Fuel Standard (Petrol) Determination 2001 and the Fuel Standard (Automotive Diesel) Determination 2001
Regulation Impact Statement
Environment Australia, 2001
5. Identification of Affected Parties
The parties that will be affected by the introduction of national fuel quality standards are:
- State/Territory government agencies
- the refining industry
- fuel importers
- the automotive industry; and
- business and consumers.
The most substantial impact will be on the domestic refining industry as significant investment will be required to upgrade refinery plant for production of the cleaner fuels. The amount of investment required will vary according to current refinery configurations and will be less for those refineries where significant investment has already been made, such as BP's Bulwer Island refinery in Queensland.
There will also be significant impact on importers who will be required to source the cleaner fuels to meet the standards at a higher cost and renegotiate contracts for the supply of petrol from 2004. Supplies of appropriate fuel from the local region (ie Asia) are limited and high freight costs would be involved to ship the fuel in from Europe or the Middle East.
The vehicle manufacturing industry is the next most affected party, however, the impact is significantly less than for the refining industry. The cleaner fuels with lower sulfur levels will facilitate the introduction of new emissions control technology and avoid warranty problems which could result from misfuelling with the lower octane and higher sulfur fuels currently available.

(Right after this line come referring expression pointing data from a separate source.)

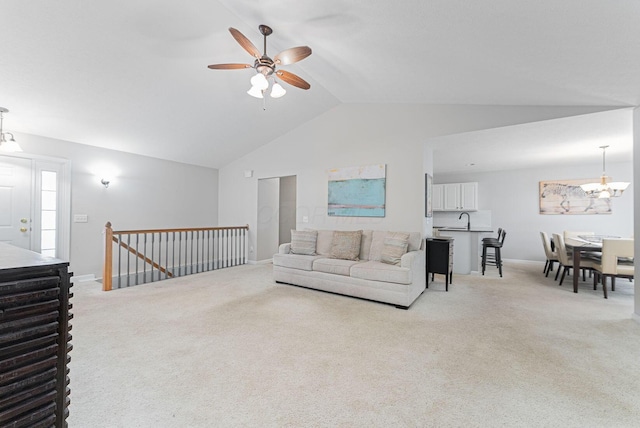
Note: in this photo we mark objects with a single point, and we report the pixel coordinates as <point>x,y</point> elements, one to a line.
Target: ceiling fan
<point>266,67</point>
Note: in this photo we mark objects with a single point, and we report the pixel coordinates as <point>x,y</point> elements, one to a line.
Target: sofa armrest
<point>284,248</point>
<point>415,260</point>
<point>409,259</point>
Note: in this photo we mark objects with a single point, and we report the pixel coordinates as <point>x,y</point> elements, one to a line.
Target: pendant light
<point>604,189</point>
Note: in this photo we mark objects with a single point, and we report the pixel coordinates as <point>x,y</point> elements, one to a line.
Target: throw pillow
<point>395,246</point>
<point>346,245</point>
<point>303,242</point>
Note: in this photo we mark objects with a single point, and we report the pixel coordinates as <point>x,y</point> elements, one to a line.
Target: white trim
<point>64,199</point>
<point>83,278</point>
<point>538,262</point>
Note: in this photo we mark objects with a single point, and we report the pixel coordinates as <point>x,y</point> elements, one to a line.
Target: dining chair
<point>552,256</point>
<point>566,262</point>
<point>616,262</point>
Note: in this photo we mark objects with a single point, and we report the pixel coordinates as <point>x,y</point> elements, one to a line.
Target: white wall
<point>355,135</point>
<point>512,197</point>
<point>145,193</point>
<point>268,218</point>
<point>636,193</point>
<point>287,208</point>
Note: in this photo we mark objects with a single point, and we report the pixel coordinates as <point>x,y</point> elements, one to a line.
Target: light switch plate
<point>80,218</point>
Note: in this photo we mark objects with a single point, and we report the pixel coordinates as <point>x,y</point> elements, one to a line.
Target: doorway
<point>276,214</point>
<point>35,204</point>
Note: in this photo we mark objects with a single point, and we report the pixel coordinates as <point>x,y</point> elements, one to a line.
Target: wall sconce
<point>9,145</point>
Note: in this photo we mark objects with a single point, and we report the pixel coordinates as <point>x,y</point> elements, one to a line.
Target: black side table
<point>440,259</point>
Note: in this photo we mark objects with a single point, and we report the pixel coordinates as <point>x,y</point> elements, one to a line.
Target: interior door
<point>15,201</point>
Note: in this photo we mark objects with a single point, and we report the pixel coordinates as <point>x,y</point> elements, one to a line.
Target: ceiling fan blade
<point>229,66</point>
<point>245,43</point>
<point>293,79</point>
<point>292,55</point>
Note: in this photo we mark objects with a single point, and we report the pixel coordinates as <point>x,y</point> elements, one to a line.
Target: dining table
<point>582,244</point>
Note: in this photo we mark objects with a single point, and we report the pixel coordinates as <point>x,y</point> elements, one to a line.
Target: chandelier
<point>9,145</point>
<point>604,189</point>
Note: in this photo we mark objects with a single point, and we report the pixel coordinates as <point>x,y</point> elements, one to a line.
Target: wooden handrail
<point>142,256</point>
<point>184,229</point>
<point>107,272</point>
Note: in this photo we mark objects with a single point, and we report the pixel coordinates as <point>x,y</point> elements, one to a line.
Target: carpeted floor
<point>231,348</point>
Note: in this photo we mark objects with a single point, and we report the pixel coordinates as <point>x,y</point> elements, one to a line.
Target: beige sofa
<point>367,277</point>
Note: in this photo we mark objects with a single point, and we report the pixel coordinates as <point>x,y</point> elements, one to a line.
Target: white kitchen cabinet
<point>456,197</point>
<point>469,196</point>
<point>437,197</point>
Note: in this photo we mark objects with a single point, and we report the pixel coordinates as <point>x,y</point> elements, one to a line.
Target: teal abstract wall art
<point>357,191</point>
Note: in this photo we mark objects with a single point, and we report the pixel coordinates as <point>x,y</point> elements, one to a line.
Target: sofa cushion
<point>304,242</point>
<point>295,261</point>
<point>335,266</point>
<point>377,244</point>
<point>415,241</point>
<point>377,271</point>
<point>365,244</point>
<point>346,245</point>
<point>395,246</point>
<point>323,244</point>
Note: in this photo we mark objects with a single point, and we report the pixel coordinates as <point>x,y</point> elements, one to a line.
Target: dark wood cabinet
<point>440,259</point>
<point>34,339</point>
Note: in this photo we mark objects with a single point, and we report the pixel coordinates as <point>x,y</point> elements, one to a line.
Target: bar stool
<point>495,258</point>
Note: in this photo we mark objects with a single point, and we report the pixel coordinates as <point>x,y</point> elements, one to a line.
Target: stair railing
<point>141,256</point>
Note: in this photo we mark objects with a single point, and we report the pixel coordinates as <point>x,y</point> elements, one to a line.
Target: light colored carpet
<point>232,348</point>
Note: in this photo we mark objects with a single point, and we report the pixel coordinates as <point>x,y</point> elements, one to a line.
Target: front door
<point>15,201</point>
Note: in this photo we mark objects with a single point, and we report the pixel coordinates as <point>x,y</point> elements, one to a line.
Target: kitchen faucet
<point>468,219</point>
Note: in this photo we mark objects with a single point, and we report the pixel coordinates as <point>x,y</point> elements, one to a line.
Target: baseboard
<point>83,278</point>
<point>537,262</point>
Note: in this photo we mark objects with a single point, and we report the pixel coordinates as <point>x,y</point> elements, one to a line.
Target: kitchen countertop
<point>464,229</point>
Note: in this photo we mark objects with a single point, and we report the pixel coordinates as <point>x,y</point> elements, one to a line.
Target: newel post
<point>108,258</point>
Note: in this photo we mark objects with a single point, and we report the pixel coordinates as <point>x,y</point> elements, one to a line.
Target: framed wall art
<point>567,197</point>
<point>357,191</point>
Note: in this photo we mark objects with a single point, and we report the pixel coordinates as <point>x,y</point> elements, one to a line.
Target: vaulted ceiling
<point>132,75</point>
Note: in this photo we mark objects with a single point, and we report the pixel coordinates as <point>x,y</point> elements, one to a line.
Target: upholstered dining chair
<point>552,256</point>
<point>616,262</point>
<point>566,261</point>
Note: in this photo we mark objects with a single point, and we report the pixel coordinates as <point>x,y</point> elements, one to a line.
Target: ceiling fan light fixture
<point>255,92</point>
<point>259,81</point>
<point>277,90</point>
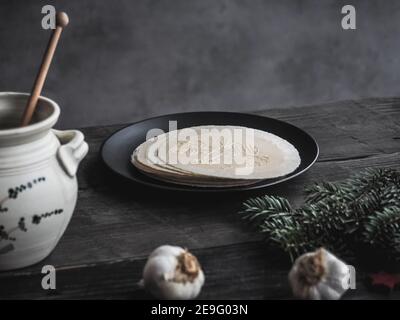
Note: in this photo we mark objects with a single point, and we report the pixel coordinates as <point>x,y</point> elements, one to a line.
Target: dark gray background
<point>121,61</point>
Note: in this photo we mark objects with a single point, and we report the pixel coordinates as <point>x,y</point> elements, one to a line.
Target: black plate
<point>117,149</point>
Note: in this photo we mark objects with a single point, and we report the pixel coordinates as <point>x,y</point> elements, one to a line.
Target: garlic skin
<point>173,273</point>
<point>319,275</point>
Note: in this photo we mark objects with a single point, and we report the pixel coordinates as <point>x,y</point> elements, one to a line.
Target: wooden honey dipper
<point>61,22</point>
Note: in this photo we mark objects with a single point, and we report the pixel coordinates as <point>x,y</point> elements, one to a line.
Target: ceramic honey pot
<point>38,185</point>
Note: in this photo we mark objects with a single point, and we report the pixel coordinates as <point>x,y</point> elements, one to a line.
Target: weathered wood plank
<point>116,224</point>
<point>128,222</point>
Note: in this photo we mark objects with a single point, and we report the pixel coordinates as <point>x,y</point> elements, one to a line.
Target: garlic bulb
<point>319,275</point>
<point>173,273</point>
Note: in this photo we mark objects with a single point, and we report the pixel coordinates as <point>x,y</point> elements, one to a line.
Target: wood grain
<point>116,224</point>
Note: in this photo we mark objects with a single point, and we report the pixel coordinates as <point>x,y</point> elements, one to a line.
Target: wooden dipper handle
<point>62,22</point>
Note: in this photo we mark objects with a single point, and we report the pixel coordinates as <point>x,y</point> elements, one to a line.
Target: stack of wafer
<point>216,156</point>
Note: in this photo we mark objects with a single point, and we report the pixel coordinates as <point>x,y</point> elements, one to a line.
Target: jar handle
<point>72,150</point>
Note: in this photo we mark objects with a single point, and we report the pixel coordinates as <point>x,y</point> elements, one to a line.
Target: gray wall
<point>121,61</point>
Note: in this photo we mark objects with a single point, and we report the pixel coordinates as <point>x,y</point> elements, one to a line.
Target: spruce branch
<point>341,216</point>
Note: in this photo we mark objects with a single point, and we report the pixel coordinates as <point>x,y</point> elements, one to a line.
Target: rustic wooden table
<point>117,224</point>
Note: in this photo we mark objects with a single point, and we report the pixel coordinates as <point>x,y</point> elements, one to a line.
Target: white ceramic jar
<point>38,186</point>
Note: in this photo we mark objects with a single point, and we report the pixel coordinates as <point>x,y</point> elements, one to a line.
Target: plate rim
<point>183,188</point>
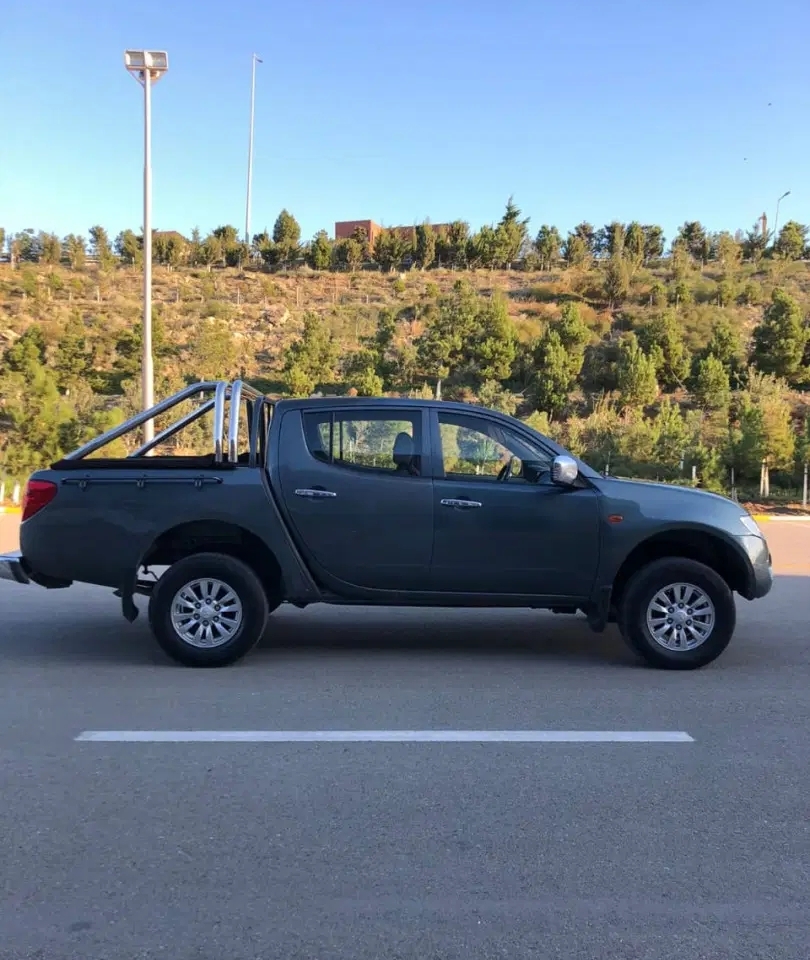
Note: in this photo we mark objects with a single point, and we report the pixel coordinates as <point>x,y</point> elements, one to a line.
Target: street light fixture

Small businesses and retailers in the fuel supply chain will be affected by the increase in price and restrictions on imports as a result of the standards. The higher cost to consumers of the cleaner fuels will have a greater impact on small business than large business which will be able to more readily absorb the cost. However, the increases in fuel prices modelled under the Fuel Quality Review (outlined in section 6.1 below) were based on harmonisation with Euro 4 fuels. Full harmonisation with Euro 4 is not expected to be implemented until 2008 - 2010.
During the process for developing the standards, every effort was made to engage all stakeholders. However, due to the very technical nature of the issues, and particularly in the discussion papers that were released for public consultation, there was very little interest from the general public.
It is also important to note that in many instances, the advice received from stakeholders was contradictory and arguments put forward were not supported by documented technical evidence to substantiate claims made about the impacts of the standards.